Expanding on what @EBernhardson said over on Slack, we have implemented a very simple heuristic which, following Erik, we can call SillyBotDetection. (Whether the bots or the detection is silly is left as an exercise for the reader.) We have been primarily focused on generating user search query corpora for training or testing, though Erik may have done some additional bot detection for the clickstream data for training.

Some of the criteria we've used for query corpus generation include:

  • Exclude IPs that make more than n queries a day.
    • n has ranged from 30–100.
    • This can exclude shared IPs.
    • This can exlude heavy users, including some editors, but we've decided that's okay in many cases because we want "normal human users", which doesn't include all editors (or search engineers). ;)
    • We don't (or at one point didn't) have easy access to user agents, so we didn't bring that into it.
  • Require queries to (appear to) have come from the search box (as opposed to URL hacking directly to get results, which is more bot-ish).
  • Only the content index was searched, which excludes some bots and some power users.
    • This doesn't work on some wikis (Spanish, IIRC) because they have set their default to include additional indexes, so we have to hack around that.
  • As a further bot-mitigation technique, we usually only accept one randomly chosen query from each IP per day.
    • So, if a bot gets through, they can only add one query/day to the corpus, instead of being over-represented with up to n–1 (whatever the limit above is) queries per day.
    • Another variation on this is only considering unique queries from an IP; so we might let multiple queries from the IP through, but not multiple copies of the same query (with or without some minimal normalization).
    • This also over-samples low-volume users, which we hope increases the diversity of our sample. At the very least, it gives equal weight to low-volume and higher-volume users.
    • We have ignored this filter for certain purposes, such as when we need sessionized data or we want to look for query reformulation, etc.—things that require multiple queries from the same user.

All of this has been done semi-manually, in that we have queries in Jupyter notebooks or .hql files that we modify each time we need a query corpus.

For our user query dashboard (i.e., finding the most common query on enwiki or Commons), we also have an informal heuristic (actually, I don't recall if Erik implemented it as a filter, or if we just keep it in mind when looking at the dashboard), which is that frequent queries without any variation are probably bot-like. For example, if there are 500 searches for English Wikipedia with no variation in spacing or punctuation, that's a bot (or at least a link to that specific search); real humans will have lots of variation: english wikipedia, English Wikipedia, ENGLISH WIKIPEDIA, eNGLISH wIKIPEDIA, english.wikipedia, english  wikipedia, etc.

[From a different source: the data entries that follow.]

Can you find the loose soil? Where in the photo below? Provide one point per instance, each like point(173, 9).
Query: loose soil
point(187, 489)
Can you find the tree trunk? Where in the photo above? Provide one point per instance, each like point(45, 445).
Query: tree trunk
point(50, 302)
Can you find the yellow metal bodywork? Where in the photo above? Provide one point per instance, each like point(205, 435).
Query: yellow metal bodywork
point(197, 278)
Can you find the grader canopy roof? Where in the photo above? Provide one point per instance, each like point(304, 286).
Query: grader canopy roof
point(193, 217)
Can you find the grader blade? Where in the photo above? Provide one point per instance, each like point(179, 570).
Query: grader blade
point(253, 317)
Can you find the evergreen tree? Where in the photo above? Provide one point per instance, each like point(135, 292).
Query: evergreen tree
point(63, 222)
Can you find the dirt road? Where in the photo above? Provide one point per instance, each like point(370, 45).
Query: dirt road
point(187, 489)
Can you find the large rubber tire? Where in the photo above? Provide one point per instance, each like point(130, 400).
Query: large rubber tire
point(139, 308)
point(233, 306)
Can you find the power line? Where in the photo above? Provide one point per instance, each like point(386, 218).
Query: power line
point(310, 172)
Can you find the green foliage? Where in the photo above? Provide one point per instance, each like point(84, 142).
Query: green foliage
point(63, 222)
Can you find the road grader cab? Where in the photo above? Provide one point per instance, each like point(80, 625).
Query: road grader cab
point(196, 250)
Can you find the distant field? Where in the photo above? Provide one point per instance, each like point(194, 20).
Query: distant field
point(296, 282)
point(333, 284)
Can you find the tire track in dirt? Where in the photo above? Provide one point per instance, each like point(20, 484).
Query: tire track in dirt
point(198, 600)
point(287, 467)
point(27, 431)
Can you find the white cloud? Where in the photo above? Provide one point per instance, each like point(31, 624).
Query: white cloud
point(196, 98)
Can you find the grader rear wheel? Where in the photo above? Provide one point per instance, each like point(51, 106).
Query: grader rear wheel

This is not really bot detection anymore, but I'll include it anyway: for the dashboards, because we are interested in intent, we also do "heavy" normalization and strip all punctuation, including quotes, to group similar queries. All of the varaints of english wikipedia above should get the same results, while "english wikipedia" (with quotes) will get fewer results. However, in both cases the users probably have the same or similar intent.

BTullis added subscribers: odimitrijevic, BTullis.

I have discovered this ticket: T310846: Improve Bot Detection Heuristics

Perhaps that should be merged as a duplicate of this. @odimitrijevic, what do you think?

Product Analytics reports monthly metrics and we have observed a spike in automated bot traffic in the recent months of 2022 (Ref: Key Product Metrics)
Questions we want to address:

cc @JAllemandou , we discussed this in the DE office hours today.

We are once again seeing a rise in automated traffic in March 2023. This time it is showing up on external (search engine) referral traffic. (chart) in addition to none/direct traffic.

image.png (514×1 px, 77 KB)

March 2023 Key Product Metrics

leila added subscribers: Miriam, leila.

Context for moving the task to the freezer: We don't have plans to prioritize working on this task in the coming 6 months. @Miriam would like to hold a conversation within the Data Science and Engineering group on this topic. She will create a dedicated task for that work when the time comes.